Link: https://www.fluentd.org/
Conclusion: How to Choose the Right Tool?
Firstly, I should explain why I didn’t include Prometheus on the list as I am sure you expected to see it. The reason is that this article is focused on log monitoring tools while Prometheus deals with metrics and doesn’t support logs.
So, if you are sick of manually hunting through logs for the root cause, or sick of building and managing alert rules, you should try Zebrium with its AI and ML-based algorithms. It will likely save a lot of time and free you from the laborious task of creating lots of rules. It looks like an extremely interesting approach to logging.
But if you’re looking for something more mainstream and know which alert rules to create — or you don’t trust AI — try Loki or Sematext, they’re efficient tools that will suit you if you haven’t used log monitoring tools before. They will be particularly useful if you already use products from Grafana or Sematext Cloud/Enterprise.
In case you use Google’s GCP offerings for your project, a good and quite obvious variant for you might be Google Operations.

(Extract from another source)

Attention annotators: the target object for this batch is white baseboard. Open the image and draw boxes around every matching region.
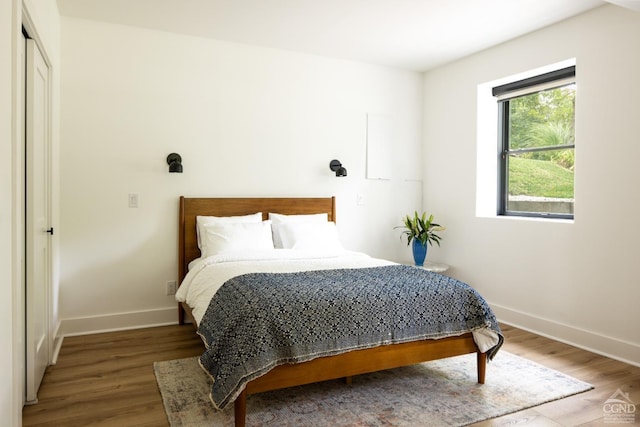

If you have multiple or exotic sources for your logs, try Fluentd with its unified logging layer, but you’ll still need a logging tool. And of course, if you’re an AWS user, CloudWatch will be the natural choice for you.
In any case, I hope you’ve enjoyed the article. If you know of any other great Kubernetes log management tools, share them with me in the comments. I plan to update this article in the future.